The Florida State Conference of the NAACP and the Miami-Dade County branch formally issued a letter on Tuesday requesting that Attorney General Eric Holder push the Justice Department to investigate allegations of police abuse in the city of Miami Gardens.
Miami Gardens in particular has been plagued with accounts of police allegedly abusing their authority under a "zero-tolerance" initiative, which gives them broad liberties in questioning and arresting people who appear to be trespassing or loitering.
Alex Saleh’s Quickstop store has been subjected to the intense and unjustified police monitoring. One of his employees was arrested approximately 62 times for trespassing while working at the store. Saleh’s frustration with the situation led him to install video cameras to catch the police in action (which he did—see videos below) and file a lawsuit.
These are the allegations to which the NAACP is responding, regarding it "critical" to have an "impartial entity" go in and find out what is going on with this particular practice of the Miami Gardens Police Department.
"This video archive documents what may be the most pervasive, most invasive, and most unjustified pattern of police harassment in the nation," the NAACP wrote in the letter to Holder, referencing Saleh’s video log.
"Absent federal oversight and intervention, the NAACP has no confidence that the Miami Gardens Police Department or other city officials will willingly conduct a complete and impartial investigation," the organization added. "We therefore call upon [the Justice Department] to deploy personnel to Miami Gardens immediately to uncover all of the facts, determine whether federal laws have been violated, prosecute those responsible, and ensure that new procedures are implemented to prevent recurrences and effectively reduce crime without abusive tactics."
The NAACP believes that necessary action is needed not just because of the potential violation of civil rights but also because if public distrust in the police department continues, officers may be incapable of doing their jobs.
"This outrageous pattern of behavior by police officers over a long period of time visited on our community and, in this case, young and African-American men from what evidence seems to show were not doing anything wrong gravely undermines the expectation of protection and public trust that’s necessary for the police department to do its job," David Honig, special counsel for the Florida NAACP and president of the Minority Media and Telecommunications Council, said during a press call Tuesday.
According to Honig, the NAACP is less focused on whether it is a case of racial profiling and more focused on the offense dealt to residents’ "basic civil rights protections and expectations."
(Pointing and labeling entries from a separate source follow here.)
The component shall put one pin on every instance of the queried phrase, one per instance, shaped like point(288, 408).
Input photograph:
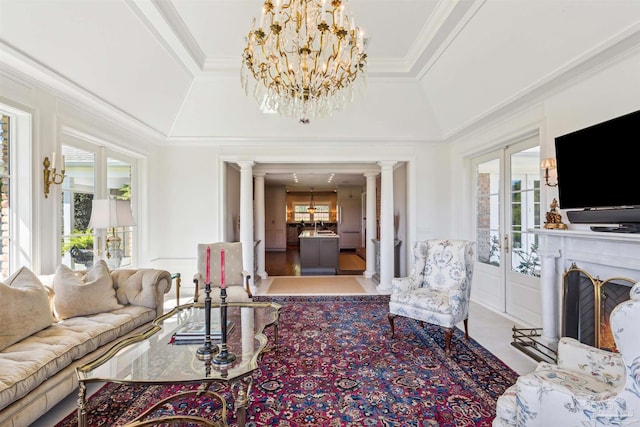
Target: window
point(77, 194)
point(5, 185)
point(83, 184)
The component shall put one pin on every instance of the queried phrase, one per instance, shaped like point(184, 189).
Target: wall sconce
point(50, 175)
point(546, 164)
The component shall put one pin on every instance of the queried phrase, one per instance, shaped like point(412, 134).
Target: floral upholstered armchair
point(438, 289)
point(587, 387)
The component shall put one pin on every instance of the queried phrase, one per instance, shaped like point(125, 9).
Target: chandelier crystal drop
point(304, 57)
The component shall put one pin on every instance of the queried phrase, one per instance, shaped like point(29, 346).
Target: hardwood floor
point(287, 263)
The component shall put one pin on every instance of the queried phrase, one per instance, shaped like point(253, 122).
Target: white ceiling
point(437, 68)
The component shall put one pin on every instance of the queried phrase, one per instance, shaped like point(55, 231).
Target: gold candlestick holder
point(224, 357)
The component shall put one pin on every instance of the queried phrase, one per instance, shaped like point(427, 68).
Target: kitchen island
point(319, 252)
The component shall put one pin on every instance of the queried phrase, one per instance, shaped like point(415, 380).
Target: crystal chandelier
point(304, 57)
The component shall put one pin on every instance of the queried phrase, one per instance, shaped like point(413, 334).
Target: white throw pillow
point(90, 293)
point(25, 307)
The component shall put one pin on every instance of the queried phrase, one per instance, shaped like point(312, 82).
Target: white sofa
point(587, 387)
point(40, 347)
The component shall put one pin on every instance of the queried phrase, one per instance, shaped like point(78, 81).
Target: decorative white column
point(370, 224)
point(386, 225)
point(549, 293)
point(246, 216)
point(259, 212)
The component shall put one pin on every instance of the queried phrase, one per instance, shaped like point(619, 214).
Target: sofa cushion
point(25, 307)
point(91, 293)
point(30, 362)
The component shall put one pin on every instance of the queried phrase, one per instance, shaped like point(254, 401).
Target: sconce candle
point(222, 285)
point(50, 173)
point(208, 276)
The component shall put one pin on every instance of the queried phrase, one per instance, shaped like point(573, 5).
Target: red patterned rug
point(337, 366)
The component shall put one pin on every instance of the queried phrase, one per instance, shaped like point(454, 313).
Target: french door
point(507, 202)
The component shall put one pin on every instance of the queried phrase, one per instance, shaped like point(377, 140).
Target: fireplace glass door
point(587, 303)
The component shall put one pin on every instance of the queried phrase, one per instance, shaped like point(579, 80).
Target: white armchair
point(236, 278)
point(438, 289)
point(587, 387)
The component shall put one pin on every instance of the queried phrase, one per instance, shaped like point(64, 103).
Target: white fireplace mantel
point(602, 254)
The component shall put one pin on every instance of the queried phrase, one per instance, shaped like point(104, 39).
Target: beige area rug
point(351, 262)
point(315, 285)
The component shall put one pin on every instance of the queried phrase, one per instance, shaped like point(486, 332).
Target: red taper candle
point(222, 285)
point(208, 277)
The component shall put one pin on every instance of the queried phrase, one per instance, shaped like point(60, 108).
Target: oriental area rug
point(338, 366)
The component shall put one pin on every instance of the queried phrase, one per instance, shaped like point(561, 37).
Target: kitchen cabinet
point(350, 217)
point(275, 232)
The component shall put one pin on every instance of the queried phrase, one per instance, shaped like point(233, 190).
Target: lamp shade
point(108, 213)
point(548, 163)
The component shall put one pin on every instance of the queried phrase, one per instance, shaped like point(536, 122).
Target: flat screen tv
point(599, 166)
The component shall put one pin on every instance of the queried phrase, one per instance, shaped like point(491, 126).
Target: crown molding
point(35, 74)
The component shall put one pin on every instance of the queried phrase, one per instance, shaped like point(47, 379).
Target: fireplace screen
point(587, 303)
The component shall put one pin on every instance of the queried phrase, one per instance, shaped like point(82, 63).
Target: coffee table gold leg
point(241, 390)
point(82, 404)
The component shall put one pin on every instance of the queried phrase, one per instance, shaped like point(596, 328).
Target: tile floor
point(490, 329)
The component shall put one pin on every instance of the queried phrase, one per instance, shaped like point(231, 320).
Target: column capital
point(387, 164)
point(245, 164)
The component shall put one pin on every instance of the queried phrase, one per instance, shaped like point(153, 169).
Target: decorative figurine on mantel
point(553, 217)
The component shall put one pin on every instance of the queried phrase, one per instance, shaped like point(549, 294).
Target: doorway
point(507, 207)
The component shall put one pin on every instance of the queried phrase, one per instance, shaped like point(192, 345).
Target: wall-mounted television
point(599, 168)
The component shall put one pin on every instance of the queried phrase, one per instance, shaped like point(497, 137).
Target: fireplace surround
point(609, 255)
point(587, 303)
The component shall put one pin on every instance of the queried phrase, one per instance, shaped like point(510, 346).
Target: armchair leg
point(448, 333)
point(391, 316)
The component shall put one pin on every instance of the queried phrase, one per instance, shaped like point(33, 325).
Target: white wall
point(50, 113)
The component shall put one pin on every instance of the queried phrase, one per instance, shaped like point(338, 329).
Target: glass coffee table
point(156, 357)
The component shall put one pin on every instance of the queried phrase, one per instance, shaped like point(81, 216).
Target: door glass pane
point(119, 187)
point(77, 194)
point(488, 220)
point(525, 211)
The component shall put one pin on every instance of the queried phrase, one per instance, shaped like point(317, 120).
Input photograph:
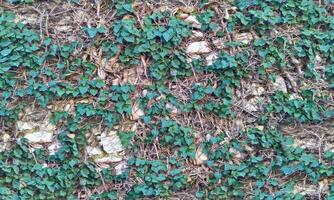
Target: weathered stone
point(120, 168)
point(278, 85)
point(173, 108)
point(108, 158)
point(200, 157)
point(192, 58)
point(193, 21)
point(256, 89)
point(39, 137)
point(93, 151)
point(182, 16)
point(137, 113)
point(197, 34)
point(254, 104)
point(198, 48)
point(53, 148)
point(211, 58)
point(4, 144)
point(219, 43)
point(245, 38)
point(111, 144)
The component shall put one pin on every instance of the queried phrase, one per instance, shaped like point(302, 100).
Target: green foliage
point(303, 109)
point(254, 159)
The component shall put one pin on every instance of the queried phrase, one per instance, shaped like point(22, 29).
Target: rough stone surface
point(93, 151)
point(219, 43)
point(53, 148)
point(254, 104)
point(137, 113)
point(109, 158)
point(278, 85)
point(198, 48)
point(245, 38)
point(197, 34)
point(211, 58)
point(121, 167)
point(193, 21)
point(36, 127)
point(111, 144)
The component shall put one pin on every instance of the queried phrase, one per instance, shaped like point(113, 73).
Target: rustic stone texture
point(201, 47)
point(219, 43)
point(193, 21)
point(244, 38)
point(196, 35)
point(137, 113)
point(35, 126)
point(278, 85)
point(211, 58)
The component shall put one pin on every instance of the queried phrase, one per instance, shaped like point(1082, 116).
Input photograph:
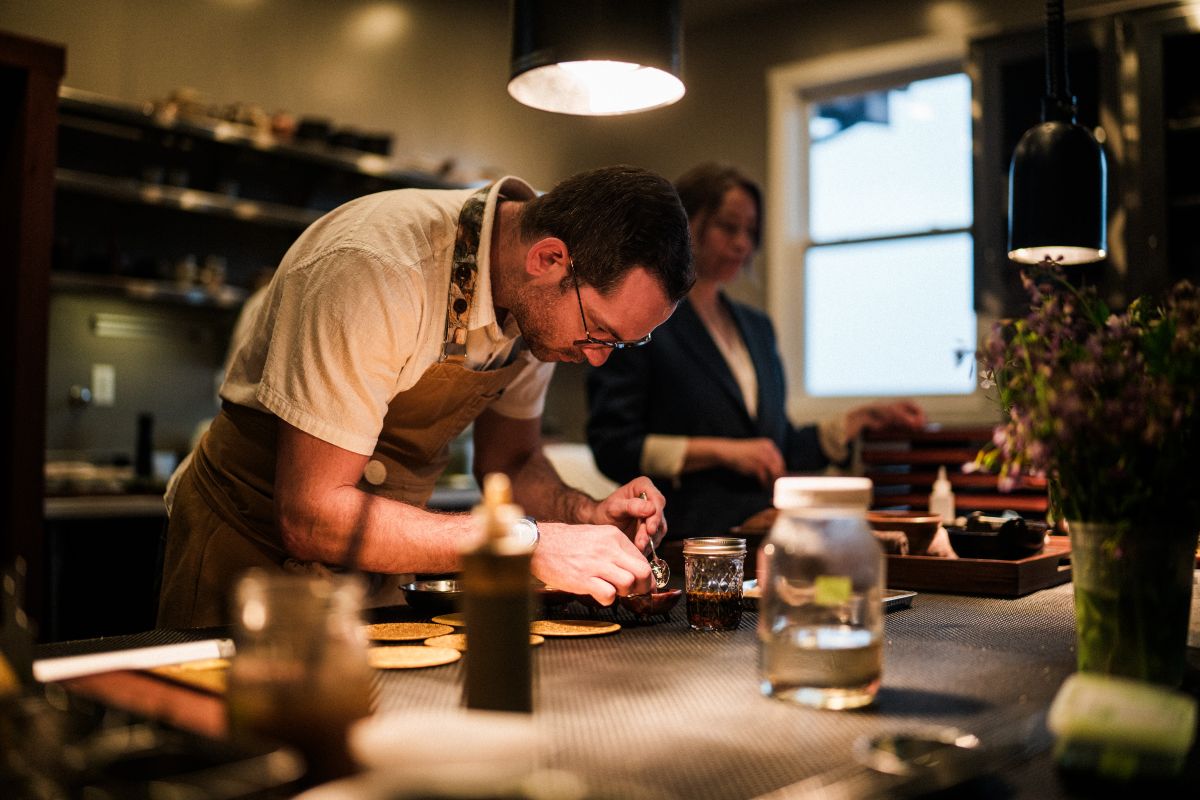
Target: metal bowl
point(435, 596)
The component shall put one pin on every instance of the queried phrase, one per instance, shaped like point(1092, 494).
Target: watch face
point(526, 530)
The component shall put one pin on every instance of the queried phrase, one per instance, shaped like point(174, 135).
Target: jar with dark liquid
point(713, 571)
point(300, 674)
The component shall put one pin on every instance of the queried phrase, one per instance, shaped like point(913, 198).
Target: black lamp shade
point(1056, 196)
point(595, 56)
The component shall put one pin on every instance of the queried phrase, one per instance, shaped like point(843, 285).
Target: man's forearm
point(538, 488)
point(395, 536)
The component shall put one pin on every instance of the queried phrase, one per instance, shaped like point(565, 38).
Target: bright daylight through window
point(888, 256)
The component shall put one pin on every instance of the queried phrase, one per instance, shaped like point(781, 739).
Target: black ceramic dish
point(439, 596)
point(1013, 540)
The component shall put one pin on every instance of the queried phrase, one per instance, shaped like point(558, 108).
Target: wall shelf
point(148, 290)
point(127, 190)
point(76, 106)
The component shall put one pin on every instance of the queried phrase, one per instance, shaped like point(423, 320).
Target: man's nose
point(597, 356)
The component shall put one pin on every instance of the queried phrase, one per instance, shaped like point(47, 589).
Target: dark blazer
point(679, 384)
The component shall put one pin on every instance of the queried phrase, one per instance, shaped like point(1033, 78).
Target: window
point(870, 227)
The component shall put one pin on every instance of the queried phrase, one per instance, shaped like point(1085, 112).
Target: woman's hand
point(759, 458)
point(901, 415)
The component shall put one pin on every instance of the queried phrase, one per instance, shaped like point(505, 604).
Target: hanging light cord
point(1057, 103)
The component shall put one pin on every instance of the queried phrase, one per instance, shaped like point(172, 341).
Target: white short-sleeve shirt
point(357, 313)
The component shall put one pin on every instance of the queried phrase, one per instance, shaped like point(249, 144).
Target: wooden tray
point(990, 577)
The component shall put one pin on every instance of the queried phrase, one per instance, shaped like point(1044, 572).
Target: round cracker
point(405, 631)
point(459, 641)
point(411, 656)
point(573, 627)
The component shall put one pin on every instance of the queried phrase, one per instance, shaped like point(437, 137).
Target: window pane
point(894, 161)
point(889, 318)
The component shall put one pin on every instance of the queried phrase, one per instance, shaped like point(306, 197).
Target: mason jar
point(713, 572)
point(300, 673)
point(821, 573)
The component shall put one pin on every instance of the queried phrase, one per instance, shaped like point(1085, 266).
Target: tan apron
point(222, 521)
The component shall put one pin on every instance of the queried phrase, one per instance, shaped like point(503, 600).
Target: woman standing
point(703, 407)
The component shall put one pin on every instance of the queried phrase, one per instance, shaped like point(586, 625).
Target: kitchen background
point(162, 229)
point(430, 73)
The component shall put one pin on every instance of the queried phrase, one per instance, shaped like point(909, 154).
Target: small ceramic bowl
point(919, 527)
point(433, 597)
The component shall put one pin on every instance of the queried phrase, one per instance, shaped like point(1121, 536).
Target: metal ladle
point(659, 567)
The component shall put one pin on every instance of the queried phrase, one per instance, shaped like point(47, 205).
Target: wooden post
point(30, 72)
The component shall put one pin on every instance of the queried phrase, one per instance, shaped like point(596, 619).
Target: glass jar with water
point(821, 575)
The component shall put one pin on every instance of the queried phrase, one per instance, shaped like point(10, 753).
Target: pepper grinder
point(497, 606)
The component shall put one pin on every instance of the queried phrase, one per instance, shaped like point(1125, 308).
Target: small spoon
point(658, 566)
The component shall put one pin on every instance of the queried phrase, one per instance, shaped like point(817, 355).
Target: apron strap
point(463, 275)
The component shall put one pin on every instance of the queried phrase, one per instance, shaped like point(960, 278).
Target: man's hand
point(597, 560)
point(641, 518)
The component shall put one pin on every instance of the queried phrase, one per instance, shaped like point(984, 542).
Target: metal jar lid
point(825, 492)
point(714, 546)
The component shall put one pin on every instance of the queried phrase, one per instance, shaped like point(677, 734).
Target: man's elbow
point(298, 530)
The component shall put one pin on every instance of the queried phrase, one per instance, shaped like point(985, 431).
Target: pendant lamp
point(1056, 184)
point(595, 58)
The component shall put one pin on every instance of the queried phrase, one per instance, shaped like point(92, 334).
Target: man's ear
point(547, 257)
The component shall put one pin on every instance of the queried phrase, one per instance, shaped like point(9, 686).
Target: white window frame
point(787, 210)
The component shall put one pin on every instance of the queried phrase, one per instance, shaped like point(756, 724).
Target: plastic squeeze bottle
point(497, 606)
point(941, 499)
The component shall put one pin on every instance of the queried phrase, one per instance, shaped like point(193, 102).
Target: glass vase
point(1133, 594)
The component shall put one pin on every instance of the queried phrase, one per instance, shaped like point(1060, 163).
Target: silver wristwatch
point(526, 530)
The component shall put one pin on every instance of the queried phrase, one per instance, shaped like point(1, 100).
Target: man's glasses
point(588, 340)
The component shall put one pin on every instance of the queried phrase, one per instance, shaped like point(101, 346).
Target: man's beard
point(532, 311)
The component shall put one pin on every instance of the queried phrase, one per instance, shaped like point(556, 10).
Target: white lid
point(822, 492)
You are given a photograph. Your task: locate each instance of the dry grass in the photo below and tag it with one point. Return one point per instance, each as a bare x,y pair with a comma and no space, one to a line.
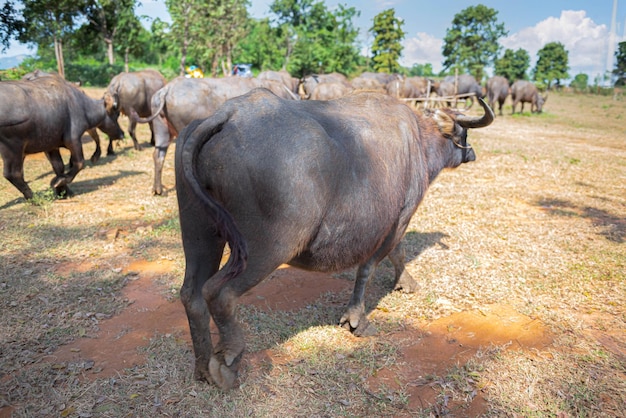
537,223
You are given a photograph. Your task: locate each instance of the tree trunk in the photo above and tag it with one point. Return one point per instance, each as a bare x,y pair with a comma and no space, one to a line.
109,43
58,53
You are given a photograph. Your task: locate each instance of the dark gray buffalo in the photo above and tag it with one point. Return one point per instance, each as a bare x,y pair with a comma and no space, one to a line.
135,91
320,185
523,91
497,91
43,115
185,99
463,84
109,125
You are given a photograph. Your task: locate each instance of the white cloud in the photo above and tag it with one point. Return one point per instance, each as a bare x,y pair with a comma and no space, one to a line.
422,49
585,41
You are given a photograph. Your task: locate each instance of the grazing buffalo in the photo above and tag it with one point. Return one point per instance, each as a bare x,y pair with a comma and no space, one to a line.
109,125
185,99
43,115
135,92
321,186
281,76
330,90
409,87
497,91
309,83
367,83
463,84
523,91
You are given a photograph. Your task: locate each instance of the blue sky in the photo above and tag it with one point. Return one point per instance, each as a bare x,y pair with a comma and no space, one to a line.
583,26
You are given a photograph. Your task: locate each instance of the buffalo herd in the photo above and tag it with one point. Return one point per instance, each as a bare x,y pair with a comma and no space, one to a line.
321,173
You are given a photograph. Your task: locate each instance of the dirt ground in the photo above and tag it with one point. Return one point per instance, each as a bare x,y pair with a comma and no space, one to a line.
428,345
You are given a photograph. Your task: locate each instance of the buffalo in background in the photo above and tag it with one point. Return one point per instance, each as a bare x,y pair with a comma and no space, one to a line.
523,91
184,99
135,91
497,91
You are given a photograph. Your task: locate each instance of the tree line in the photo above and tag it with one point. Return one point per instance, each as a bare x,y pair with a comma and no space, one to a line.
93,39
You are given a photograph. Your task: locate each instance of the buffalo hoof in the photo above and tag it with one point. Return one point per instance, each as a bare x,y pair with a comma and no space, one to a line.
223,374
407,284
357,324
95,157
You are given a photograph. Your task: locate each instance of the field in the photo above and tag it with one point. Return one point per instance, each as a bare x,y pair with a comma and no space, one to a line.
521,257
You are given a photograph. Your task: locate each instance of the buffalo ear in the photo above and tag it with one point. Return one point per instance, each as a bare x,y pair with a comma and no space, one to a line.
111,102
445,122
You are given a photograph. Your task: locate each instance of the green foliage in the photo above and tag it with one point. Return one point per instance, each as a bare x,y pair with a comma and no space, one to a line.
262,46
552,64
620,65
580,82
420,70
313,39
513,65
387,47
10,24
471,43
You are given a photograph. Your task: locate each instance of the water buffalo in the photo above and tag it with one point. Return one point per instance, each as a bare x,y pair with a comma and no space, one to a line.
409,87
135,92
310,82
497,91
185,99
321,186
282,76
525,91
43,115
463,84
367,83
109,125
330,90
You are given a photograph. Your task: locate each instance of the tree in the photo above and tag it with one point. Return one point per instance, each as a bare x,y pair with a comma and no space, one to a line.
471,43
421,70
49,22
513,65
10,24
580,82
316,40
552,64
262,46
386,48
620,65
110,18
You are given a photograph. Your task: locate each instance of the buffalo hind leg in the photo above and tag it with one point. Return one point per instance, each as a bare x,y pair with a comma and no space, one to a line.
222,300
132,124
202,265
403,281
58,183
355,319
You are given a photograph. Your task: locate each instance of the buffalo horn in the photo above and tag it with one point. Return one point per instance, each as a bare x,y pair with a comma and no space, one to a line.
469,122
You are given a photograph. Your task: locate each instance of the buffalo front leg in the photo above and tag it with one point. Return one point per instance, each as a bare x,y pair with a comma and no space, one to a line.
93,133
14,170
132,124
159,160
403,280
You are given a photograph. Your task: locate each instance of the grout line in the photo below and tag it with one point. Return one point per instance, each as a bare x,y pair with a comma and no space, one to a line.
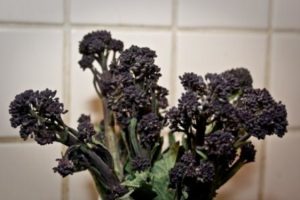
261,184
66,81
286,30
173,77
4,24
220,28
43,25
121,26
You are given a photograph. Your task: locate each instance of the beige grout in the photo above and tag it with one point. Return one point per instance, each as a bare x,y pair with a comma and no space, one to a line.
173,77
45,25
66,82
"We don’t really classify this as a profiling case," he said, adding that it could involve profiling but they would wait for the Justice Departments analysis of the situation. "[It’s] about … people’s right to dignity. Regardless of if it is happening to only black people, you can’t fight crime and not have the community trust you."
Miami Gardens is about 70 percent African American and admittedly has a problem with crime. The police squad accused of the violations consisted mainly of white people and Latinos.